— Станция Алексиково... — повторил Ленин и отошел от карты, закрывавшей всю стену между дверьми в коридор и в зал заседаний Совнаркома. — Станция Алексиково... — Он снова подошел к карте и снова впился взглядом в маленький кружочек, название которого никому ничего не говорило еще неделю назад.
Казалось, спина Владимира Ильича, всегда туго наполнявшая черный пиджак, сделалась ́у́же и как-то ссутулилась, сникла. Под недавно стриженным затылком пролегла темная складка — словно он хотел вобрать голову в плечи.
Александр Дмитриевич почувствовал: нет, не смотрит он на карту, вернее, смотрит, да не видит ее.
И чего там смотреть? Все уже тысячу раз смотрено-пересмотрено!
Седьмого июня чехословаки заняли Омск.
Восьмого — Самару.
Девятого на столе наркома путей сообщения Александр Дмитриевич видел список городов, в которые из Москвы нельзя ехать: Архангельск, Бологое, Валдай, Владивосток, Вологда, Вятка, Мурманск, Ново-Сокольники, Оренбург, Орша, Одесса, Опочка, Пенза, Симбирск, Смоленск, Ямбург...
Десятого июня Сталин телеграфировал из Царицына:
«Поезда и отдельные группы вагонов с продовольственным грузом стоят на станции без движения ввиду разгильдяйства служащих или вмешательства отрядов, без толку заполняющих запасные пути».
За один день и ночь Александр Дмитриевич собрал и отправил на помощь самых лучших, самых честных продовольственников-практиков, чтобы скорее навести порядок на пути продвижения хлеба! Наладить заготовки! Укрепить продовольственный аппарат! (Как хорошо все-таки, что вовремя позаботились, и этот аппарат там уже в основном создан.)
Двенадцатого июня в Царицыне уже «стояли на колесах и отправлялись на Москву пятьсот тысяч пудов хлеба и полторы тысячи голов скота».
Но... В ночь на тринадцатое июня белоказаки Краснова захватили станцию Кривая Музга — на линии, ведущей к Дону, и станцию Алексиково — на Поворинском направлении, отрезав Царицын от Москвы.
Пятнадцатого июня Сталин телеграфировал:
«Музга взята нами, Алексиково и Урюпино также.
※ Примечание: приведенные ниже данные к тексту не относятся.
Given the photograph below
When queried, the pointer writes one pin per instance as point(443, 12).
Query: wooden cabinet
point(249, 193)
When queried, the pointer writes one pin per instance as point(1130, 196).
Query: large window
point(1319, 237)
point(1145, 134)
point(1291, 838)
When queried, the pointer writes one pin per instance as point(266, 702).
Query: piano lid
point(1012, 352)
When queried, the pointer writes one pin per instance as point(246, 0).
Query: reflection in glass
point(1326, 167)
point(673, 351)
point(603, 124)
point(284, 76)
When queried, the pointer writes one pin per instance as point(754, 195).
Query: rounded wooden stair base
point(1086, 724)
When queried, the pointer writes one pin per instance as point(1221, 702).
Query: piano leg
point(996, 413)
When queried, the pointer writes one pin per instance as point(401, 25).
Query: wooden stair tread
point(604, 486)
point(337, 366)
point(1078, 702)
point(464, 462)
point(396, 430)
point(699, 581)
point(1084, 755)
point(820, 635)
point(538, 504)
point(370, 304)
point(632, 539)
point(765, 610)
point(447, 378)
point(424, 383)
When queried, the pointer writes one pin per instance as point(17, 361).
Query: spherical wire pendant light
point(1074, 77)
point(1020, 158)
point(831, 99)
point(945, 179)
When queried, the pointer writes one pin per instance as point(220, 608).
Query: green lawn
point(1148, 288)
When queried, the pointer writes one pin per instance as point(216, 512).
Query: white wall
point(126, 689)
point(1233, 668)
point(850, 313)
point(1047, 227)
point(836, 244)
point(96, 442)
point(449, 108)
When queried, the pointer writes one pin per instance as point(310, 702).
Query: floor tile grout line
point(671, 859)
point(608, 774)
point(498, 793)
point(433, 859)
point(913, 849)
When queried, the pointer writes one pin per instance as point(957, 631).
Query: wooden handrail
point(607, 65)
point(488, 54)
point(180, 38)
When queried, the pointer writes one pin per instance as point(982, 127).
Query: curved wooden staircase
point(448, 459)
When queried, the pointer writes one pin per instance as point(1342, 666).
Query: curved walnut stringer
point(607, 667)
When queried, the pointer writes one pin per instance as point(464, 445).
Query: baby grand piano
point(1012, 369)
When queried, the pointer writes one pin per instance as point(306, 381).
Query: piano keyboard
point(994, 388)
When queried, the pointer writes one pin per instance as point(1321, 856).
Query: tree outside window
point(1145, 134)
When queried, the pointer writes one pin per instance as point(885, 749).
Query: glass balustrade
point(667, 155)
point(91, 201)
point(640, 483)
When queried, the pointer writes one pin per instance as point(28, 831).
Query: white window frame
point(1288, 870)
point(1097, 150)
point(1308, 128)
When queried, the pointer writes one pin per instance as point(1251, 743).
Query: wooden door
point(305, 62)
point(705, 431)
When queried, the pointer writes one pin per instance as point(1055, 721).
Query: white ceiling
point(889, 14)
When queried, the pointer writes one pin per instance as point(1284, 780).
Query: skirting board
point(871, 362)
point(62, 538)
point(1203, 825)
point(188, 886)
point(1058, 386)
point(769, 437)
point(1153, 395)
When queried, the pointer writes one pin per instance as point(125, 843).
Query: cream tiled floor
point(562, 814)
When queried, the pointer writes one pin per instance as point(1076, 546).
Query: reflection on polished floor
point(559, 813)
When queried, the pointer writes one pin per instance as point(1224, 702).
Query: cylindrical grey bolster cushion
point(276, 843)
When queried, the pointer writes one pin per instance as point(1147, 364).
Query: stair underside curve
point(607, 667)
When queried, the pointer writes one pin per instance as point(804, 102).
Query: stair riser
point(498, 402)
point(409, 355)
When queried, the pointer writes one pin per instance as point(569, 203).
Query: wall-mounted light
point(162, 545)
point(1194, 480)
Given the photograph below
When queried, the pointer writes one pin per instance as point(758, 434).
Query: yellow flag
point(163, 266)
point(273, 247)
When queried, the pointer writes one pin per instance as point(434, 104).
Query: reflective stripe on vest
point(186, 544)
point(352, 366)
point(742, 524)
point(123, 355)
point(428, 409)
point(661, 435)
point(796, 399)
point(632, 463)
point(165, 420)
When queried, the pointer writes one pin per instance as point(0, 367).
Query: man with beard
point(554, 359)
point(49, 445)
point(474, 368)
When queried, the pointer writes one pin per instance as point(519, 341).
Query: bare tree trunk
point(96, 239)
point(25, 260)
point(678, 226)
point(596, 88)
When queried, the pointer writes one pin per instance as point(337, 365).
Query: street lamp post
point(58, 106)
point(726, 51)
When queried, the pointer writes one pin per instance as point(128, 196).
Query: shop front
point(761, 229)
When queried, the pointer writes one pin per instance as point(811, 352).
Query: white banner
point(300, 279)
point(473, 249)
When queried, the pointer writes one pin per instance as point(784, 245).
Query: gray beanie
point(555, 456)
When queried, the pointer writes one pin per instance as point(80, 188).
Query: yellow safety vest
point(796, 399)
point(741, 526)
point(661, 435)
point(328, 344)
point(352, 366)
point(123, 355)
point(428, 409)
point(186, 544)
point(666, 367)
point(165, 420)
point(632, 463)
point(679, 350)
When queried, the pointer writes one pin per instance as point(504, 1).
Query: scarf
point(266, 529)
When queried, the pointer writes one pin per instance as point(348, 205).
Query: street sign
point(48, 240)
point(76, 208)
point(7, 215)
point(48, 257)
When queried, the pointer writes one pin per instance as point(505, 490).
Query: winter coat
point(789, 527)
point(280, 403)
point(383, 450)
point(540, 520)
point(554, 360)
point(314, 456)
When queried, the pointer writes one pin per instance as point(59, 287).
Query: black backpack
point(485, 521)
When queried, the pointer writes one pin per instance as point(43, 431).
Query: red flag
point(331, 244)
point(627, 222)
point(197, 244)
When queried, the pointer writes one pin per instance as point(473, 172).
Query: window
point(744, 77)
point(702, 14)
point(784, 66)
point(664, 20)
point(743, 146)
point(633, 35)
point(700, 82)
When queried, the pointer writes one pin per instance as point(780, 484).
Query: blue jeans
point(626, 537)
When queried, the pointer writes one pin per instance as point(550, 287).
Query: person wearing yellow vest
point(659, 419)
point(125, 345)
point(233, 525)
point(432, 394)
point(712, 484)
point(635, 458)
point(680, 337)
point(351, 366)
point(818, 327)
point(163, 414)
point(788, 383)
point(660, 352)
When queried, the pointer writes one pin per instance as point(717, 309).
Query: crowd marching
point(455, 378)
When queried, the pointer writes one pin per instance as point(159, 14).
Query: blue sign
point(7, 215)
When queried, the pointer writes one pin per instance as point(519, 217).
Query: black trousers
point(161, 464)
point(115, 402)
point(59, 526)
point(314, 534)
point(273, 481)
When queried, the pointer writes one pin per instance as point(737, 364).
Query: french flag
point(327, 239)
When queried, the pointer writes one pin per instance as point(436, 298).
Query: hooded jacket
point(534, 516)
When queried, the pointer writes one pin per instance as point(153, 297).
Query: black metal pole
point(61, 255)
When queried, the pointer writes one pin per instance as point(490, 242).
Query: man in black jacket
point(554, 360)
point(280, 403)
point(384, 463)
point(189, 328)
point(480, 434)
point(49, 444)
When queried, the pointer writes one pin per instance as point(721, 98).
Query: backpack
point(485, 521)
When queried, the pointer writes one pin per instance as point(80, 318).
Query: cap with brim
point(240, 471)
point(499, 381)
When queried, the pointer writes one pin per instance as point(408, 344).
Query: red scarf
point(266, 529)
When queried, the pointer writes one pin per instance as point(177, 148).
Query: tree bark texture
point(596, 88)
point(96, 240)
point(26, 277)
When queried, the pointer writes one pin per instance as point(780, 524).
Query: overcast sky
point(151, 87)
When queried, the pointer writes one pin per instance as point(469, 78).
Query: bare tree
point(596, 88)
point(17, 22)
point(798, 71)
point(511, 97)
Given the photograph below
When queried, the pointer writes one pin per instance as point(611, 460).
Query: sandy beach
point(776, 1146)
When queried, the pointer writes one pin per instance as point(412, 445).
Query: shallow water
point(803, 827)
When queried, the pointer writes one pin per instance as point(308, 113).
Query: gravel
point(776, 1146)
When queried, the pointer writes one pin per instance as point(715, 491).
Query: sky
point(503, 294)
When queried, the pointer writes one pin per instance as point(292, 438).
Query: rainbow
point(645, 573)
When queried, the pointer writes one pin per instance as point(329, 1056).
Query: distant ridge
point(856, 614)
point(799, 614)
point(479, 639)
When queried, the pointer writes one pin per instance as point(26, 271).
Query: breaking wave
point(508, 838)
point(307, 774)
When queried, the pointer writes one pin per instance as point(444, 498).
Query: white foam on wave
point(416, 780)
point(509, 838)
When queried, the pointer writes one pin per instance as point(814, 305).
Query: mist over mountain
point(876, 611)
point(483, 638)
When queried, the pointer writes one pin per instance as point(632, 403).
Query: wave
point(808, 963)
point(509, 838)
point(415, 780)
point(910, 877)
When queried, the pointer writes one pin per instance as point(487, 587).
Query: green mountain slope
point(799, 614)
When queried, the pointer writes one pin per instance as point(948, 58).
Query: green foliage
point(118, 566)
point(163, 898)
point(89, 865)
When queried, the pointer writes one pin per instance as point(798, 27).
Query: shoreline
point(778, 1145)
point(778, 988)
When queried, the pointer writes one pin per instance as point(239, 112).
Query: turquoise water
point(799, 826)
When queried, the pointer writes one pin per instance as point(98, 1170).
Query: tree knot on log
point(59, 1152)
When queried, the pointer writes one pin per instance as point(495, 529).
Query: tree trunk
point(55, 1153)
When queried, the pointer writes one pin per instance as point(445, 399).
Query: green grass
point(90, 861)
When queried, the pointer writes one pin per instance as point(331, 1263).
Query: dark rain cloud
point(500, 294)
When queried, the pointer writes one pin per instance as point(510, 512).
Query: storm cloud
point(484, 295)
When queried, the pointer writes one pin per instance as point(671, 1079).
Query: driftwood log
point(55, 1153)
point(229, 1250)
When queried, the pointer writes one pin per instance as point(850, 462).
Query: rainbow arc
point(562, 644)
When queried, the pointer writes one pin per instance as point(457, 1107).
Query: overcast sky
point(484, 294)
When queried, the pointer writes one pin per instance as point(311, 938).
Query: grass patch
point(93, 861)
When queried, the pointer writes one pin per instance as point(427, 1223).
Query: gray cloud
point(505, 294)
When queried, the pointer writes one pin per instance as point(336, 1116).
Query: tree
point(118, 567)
Железнодорожное сообщение восстановлено. Сегодня отправляю Москву и на север пятьсот тысяч, полмиллиона пудов хлеба».
А шестнадцатого июня — новая телеграмма:
«Сегодня к утру положение круто изменилось. От Алексиково к северу казачья кавалерия сняла нашу пехоту и отобрала орудия. Железная дорога прервана. Хлеб направляем обратно в Царицын».
«Станция Алексиково»!
Цюрупа представил себе: вот так же, как они с Лениным, с тревожной надеждой и отчаянием на эту крохотную точку смотрит сейчас вся оставшаяся внутри кольца фронтов Россия. Нет, не вся: многие, очень многие смотрят со злой радостью, с упованием. И ему невольно вспомнилось, как совсем недавно, проезжая мимо Сухаревской башни, он попросил шофера остановиться.
Кто знает, может, просто прихоть это была, а может... Еще с юности Александр Дмитриевич любил бродить по базарам — любил их неукротимое движение, хлесткий говор, пестрое многолюдство, яркую россыпь товаров, по которой всегда можно узнать, как и чем живет округа, съехавшаяся сюда торговать. Да, базар всегда лицо города, может быть, и не в фас и даже не в профиль, но все же лицо. Каково-то оно теперь — это лицо — у главного города страны? Словом, так или иначе, но в тот раз он остановил машину и отправился на Сухаревскую толкучку.
И сразу она обдала его, так сказать, «духом времени». Мальчишка, торговавший с лотка папиросами «Ира», привлекал к себе внимание покупателей, покрикивая:
— и приплясывал «Барыню» на манер фокстрота.
Прохожие оглядывались, посмеивались, охотно покупали папиросы: и приезжие и москвичи, среди которых заметно было немало людей в штатском, но с военной выправкой.
Монахи, устроившиеся возле торговых рядов с плетеными корзинами, разложили на чистеньких тряпицах белые булки с воткнутыми в них аккуратно обструганными палочками. На палочках, как маленькие флаги, красовались бумажки с надписями: «1 ф. 8 р.», сливочное масло— «1 ф. 29 р.», табак — «1 ф. 60 р.». Были здесь и шоколад, и колбасы домашнего производства, и настоящее малороссийское сало.